I think you should check out the article How Browsers Work: Behind the Scenes of Modern Web Browsers. It's a lengthy read, but well worth your time. Specifically, the HTML Parser section.
While I cannot do the article justice, perhaps a cursory summary will be good to hold one over until they have the time to read and digest that masterpiece. I must admit though, in this area I am a novice having very little experience. Having developed for the web professionally for about 10 years, the way in which the browser handles and interprets my code has long been a black box.
HTML, XHTML, CSS or JavaScript - take your pick. They all have a grammer, as well as a vocabulary. English is another great example. We have grammatical rules that we expect people, books, and more to follow. We also have a vocabulary made up of nouns, verbs, adjectives and more.
Browsers interpret a document by examining its grammar, as well as its vocabulary. When it comes across items it ultimately doesn't understand, it will let you know (raising exceptions, etc). You and I do the same in common-speak.
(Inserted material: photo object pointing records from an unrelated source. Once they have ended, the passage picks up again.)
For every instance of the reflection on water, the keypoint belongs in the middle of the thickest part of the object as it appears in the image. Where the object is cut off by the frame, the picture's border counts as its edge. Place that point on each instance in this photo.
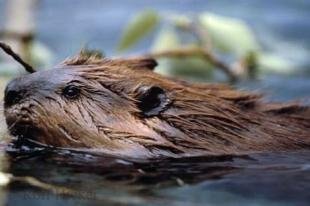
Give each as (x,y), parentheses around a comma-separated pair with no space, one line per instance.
(258,179)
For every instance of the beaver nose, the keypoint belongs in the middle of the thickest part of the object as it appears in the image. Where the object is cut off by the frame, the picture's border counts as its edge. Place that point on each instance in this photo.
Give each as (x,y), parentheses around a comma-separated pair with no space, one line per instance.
(13,94)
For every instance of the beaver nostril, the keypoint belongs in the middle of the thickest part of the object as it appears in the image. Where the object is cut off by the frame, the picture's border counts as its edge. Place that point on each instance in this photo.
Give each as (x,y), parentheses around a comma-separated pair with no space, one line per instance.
(12,97)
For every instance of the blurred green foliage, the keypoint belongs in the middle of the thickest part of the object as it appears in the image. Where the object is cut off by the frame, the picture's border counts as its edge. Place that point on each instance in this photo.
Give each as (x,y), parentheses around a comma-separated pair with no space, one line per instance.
(230,39)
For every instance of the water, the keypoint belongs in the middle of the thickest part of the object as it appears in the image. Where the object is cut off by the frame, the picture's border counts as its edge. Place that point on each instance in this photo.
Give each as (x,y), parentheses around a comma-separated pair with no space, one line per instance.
(72,178)
(258,179)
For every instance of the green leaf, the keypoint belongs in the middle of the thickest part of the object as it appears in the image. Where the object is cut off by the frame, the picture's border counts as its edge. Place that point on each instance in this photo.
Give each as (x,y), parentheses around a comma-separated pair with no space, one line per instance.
(229,34)
(166,39)
(141,25)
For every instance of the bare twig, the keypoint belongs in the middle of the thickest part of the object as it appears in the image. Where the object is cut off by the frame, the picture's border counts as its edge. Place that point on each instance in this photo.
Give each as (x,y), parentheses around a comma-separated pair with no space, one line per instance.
(7,49)
(199,52)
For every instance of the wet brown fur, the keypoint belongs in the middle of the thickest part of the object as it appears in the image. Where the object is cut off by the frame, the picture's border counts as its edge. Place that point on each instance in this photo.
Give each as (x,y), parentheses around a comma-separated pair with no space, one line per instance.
(200,119)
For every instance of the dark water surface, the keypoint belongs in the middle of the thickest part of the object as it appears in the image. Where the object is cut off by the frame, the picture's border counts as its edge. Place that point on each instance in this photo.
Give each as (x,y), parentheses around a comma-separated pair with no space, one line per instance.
(258,179)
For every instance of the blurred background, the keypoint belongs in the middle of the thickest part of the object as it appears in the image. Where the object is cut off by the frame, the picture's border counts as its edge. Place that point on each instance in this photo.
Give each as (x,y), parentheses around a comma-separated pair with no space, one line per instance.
(256,40)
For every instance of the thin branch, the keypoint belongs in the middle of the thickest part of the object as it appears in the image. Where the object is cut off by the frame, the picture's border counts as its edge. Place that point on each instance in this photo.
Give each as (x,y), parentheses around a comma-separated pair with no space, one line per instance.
(199,52)
(7,49)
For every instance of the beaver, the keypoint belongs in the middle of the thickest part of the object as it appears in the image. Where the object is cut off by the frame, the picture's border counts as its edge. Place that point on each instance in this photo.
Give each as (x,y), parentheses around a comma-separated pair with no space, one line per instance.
(122,107)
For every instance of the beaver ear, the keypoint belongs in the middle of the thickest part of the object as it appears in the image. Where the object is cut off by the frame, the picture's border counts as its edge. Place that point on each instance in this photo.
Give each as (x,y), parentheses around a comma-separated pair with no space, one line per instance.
(139,63)
(152,100)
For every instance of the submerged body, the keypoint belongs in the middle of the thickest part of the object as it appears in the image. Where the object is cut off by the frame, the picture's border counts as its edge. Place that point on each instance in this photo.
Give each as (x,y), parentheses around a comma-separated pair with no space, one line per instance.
(123,108)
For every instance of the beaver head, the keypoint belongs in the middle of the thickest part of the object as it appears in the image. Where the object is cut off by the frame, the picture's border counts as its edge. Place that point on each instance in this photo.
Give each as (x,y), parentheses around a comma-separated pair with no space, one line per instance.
(122,107)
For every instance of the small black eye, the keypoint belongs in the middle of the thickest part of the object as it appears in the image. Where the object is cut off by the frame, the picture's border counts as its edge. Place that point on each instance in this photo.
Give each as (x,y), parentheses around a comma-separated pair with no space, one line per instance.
(71,92)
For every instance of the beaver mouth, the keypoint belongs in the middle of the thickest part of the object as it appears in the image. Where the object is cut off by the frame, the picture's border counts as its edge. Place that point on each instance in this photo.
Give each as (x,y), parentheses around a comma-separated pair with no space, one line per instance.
(24,129)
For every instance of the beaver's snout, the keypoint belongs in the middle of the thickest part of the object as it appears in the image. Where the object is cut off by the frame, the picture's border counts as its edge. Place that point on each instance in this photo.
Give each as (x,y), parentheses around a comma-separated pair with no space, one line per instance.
(14,93)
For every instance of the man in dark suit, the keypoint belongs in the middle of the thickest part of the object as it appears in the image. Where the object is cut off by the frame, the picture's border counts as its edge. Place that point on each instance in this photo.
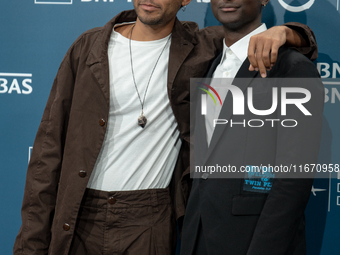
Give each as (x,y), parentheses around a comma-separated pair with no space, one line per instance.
(229,214)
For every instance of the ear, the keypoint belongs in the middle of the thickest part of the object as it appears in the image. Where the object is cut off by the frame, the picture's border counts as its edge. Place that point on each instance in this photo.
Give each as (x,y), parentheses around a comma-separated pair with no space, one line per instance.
(185,2)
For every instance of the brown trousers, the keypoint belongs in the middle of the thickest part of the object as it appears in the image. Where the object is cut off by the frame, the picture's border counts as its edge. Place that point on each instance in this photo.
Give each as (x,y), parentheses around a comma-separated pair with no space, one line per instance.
(125,223)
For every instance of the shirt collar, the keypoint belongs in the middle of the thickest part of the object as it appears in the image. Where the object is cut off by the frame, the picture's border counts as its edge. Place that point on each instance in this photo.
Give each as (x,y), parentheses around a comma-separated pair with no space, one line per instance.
(240,48)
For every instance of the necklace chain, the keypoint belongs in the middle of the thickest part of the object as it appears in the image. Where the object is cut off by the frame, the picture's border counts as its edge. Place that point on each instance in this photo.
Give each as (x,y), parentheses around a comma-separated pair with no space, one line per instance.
(133,74)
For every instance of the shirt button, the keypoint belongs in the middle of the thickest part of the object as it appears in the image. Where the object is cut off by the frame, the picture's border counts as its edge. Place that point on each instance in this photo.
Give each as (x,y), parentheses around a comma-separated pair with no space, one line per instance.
(102,122)
(66,227)
(112,200)
(205,176)
(82,173)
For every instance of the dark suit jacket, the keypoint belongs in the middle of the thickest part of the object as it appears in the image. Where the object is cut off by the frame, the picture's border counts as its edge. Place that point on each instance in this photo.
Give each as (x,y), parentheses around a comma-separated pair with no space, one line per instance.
(235,221)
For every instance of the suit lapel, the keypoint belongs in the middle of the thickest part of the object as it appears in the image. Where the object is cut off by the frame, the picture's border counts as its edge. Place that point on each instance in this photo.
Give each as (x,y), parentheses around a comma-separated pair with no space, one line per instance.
(242,81)
(97,59)
(201,144)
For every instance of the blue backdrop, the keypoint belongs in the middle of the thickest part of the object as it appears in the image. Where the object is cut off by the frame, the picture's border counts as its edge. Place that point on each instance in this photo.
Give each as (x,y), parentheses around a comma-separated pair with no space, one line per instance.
(35,35)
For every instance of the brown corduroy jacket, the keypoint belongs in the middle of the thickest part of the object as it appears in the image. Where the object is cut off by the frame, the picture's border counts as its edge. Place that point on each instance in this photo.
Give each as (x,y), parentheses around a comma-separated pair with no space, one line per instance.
(73,127)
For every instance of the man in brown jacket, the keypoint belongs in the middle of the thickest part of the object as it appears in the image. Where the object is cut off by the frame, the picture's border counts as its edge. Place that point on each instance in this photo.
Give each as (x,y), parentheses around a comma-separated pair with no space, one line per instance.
(105,176)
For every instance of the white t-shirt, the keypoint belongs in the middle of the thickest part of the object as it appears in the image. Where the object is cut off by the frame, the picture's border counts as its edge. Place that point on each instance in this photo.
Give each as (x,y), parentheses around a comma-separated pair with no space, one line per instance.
(231,62)
(132,157)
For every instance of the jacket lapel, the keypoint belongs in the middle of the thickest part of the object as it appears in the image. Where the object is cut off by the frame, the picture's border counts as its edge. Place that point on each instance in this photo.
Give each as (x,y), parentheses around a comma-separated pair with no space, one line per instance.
(242,81)
(201,144)
(182,43)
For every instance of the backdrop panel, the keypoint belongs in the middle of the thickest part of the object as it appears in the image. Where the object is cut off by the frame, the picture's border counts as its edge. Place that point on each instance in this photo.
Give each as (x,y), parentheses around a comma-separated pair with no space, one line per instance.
(35,35)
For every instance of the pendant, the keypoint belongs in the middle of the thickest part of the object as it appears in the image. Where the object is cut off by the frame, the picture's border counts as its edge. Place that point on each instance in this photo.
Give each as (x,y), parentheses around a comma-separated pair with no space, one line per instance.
(142,121)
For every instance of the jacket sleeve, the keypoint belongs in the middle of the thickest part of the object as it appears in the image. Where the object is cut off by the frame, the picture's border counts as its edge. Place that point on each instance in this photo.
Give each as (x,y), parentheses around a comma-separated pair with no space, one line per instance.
(311,50)
(282,217)
(44,168)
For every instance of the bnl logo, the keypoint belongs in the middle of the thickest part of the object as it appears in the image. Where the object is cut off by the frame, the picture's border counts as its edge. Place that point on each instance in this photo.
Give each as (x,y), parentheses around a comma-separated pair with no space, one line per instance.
(302,7)
(53,1)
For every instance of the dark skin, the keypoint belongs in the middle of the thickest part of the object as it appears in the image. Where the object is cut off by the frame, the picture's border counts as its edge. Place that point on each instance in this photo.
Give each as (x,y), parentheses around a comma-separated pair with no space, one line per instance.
(156,19)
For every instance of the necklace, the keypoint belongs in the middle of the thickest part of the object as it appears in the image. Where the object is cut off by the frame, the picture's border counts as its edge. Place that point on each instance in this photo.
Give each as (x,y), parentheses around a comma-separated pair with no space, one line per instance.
(142,119)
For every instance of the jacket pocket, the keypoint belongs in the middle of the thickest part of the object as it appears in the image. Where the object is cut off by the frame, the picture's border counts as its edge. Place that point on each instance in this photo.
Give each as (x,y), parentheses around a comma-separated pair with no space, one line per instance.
(248,204)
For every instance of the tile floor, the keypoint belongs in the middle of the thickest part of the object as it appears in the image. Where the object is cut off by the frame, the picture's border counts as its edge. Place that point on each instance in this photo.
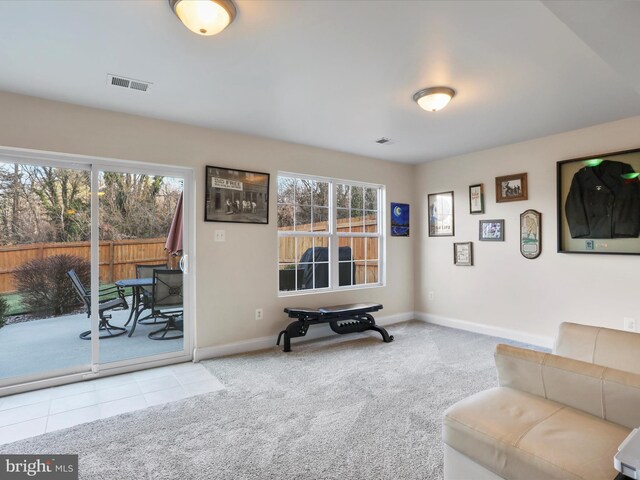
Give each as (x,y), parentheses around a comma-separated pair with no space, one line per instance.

I love StackOverflow, but if I could changed one thing it would be be absolutamente broken...
Note in the example above how you immediately start to pick apart the words and relationships between words. The beginning makes complete sense, "I love StackOverflow." Then we come to "...if I could changed," and we immediately stop. "Changed" doesn't belong here. It's likely the author meant "change" instead. Now the vocabulary is right, but the grammar is wrong. A little later we come across "be be" which may also violate a grammatical rule, and just a bit further we encounter the word "absolutamente", which is not part of the English vocabulary - another mistake.
Think of all of this in terms of a DOCTYPE. I have right now opened up on my second monitor the source behind XHTML 1.0 Strict Doctype. Among its internals are lines like the following:
<!ENTITY % heading "h1|h2|h3|h4|h5|h6">
This defines the heading entities. And as long as I adhere to the grammar of XHTML, I can use any one of these in my document (<h1>Hello World</h1>
). But if I try to make one up, say H7
, the browser will stumble over the vocabulary as "foreign," and inform me:
"Line 7, Column 8: element "h7" undefined"
Perhaps while parsing the document we come across <table
. We know that we're now dealing with a table
element, which has its own set of vocabulary such as tbody
, tr
, etc. As long as we know the language, the grammar rules, etc., we know when something is wrong. Returning to the XHTML 1.0 Strict Doctype, we find the following:
<!ELEMENT table
(caption?, (col*|colgroup*), thead?, tfoot?, (tbody+|tr+))>
<!ELEMENT caption %Inline;>
<!ELEMENT thead (tr)+>
<!ELEMENT tfoot (tr)+>
<!ELEMENT tbody (tr)+>
<!ELEMENT colgroup (col)*>
<!ELEMENT col EMPTY>
<!ELEMENT tr (th|td)+>
<!ELEMENT th %Flow;>
<!ELEMENT td %Flow;>
Given this reference, we can keep a running check against whatever source we're parsing. If the author writes tread
, instead of thead
, we have a standard by which we can determine that to be in error. When issues are unresolved, and we cannot find rules to match certain uses of grammar and vocabulary, we inform the author that their document is invalid.
I am by no means doing this science justice, however I hope that this serves - if nothing more - to be enough that you might find it within yourself to sit down and read the article referenced as the beginning of this answer, and perhaps sit down and study the various DTD's that we encounter day to day.